The company assembles kits of conservation hardware low-flow showerheads, compact fluorescent light bulbs and the like that are distributed in brightly colored boxes along with workbooks and other educational material to schoolchildren across the nation.
In some instances, Resource Action Programs works directly with adults. It contracted, for instance, with the Oklahoma Department of Housing Services to provide education and energy-saving products to low-income consumers.
Despite a 70,000-square-foot warehouse filled with boxes, printed material and energy-saving products, two intangibles data and relationships provide the company's competitive advantage, says Jim Heier, vice president of sales and marketing for the privately held company.
Through much of its 18-year history, Resource Action Programs has been carefully surveying participants in its programs the families of schoolchildren who participate in its classroom program as well adults who participate directly.
It's able to report, for instance, that participants in RAP programs nationwide last year saved more than 51 million kilowatts of electricity and 914 million gallons of water after installing the hardware and following the tips in the company's kits.
That's obviously important information to utility executives who need to tell their shareholders and regulators that their investment in educational programs pays off, says Heier.

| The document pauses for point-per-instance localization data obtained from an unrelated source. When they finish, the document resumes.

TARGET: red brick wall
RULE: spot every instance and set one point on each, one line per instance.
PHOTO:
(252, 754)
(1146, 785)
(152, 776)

But the data is taking more importance, says RAP President Joseph Thrasher, as state regulators and utility executives increasingly demand quantifiable information as one of the terms of their contract with RAP.
In fact, the company's new marketing campaign carries the tagline "Change Inspired," an effort to reflect its results-oriented focus.
A key to a successful program, Heier says, is the work the company has undertaken to develop relationships with the teachers whose enthusiasm or lack of enthusiasm can be carried home by their students.
RAP helps teachers fit the four- to 10-hour energy-conservation programs into existing curriculum, lines up educational experts to ensure that its hands-on lessons make sense to kids and helps teachers understand how conservation can improve the lives of their students' families.
Most of the school programs target fifth- and sixth-grade classes. RAP figures its school programs touch the lives of roughly 500,000 families a year.
Thrasher says the company's growth demands close attention to hiring the right people for positions that range from warehousing and kit-assembly to information technology.
RAP employs about 50 today.
Along with its sister company, ETL, a maker of showerheads and wall vaults, RAP moved to its location on United Circle in Sparks from Modesto in late 2009.
Some veterans of the company chose to stay in the Modesto area when the company moved, Thrasher says, and the company has been recruiting new workers in northern Nevada with the ability to learn its systems.
That's not as easy as it looks. RAP figures the learning curve for most positions is about 18 months because its business is so different from most and surprisingly complex. Another complicating factor, says Larry Weight, vice president of operations, arises because almost every contract landed by RAP is different from the last.
And the company is slowly moving in-house some of the functions such as printing that it previously contracted to outside suppliers.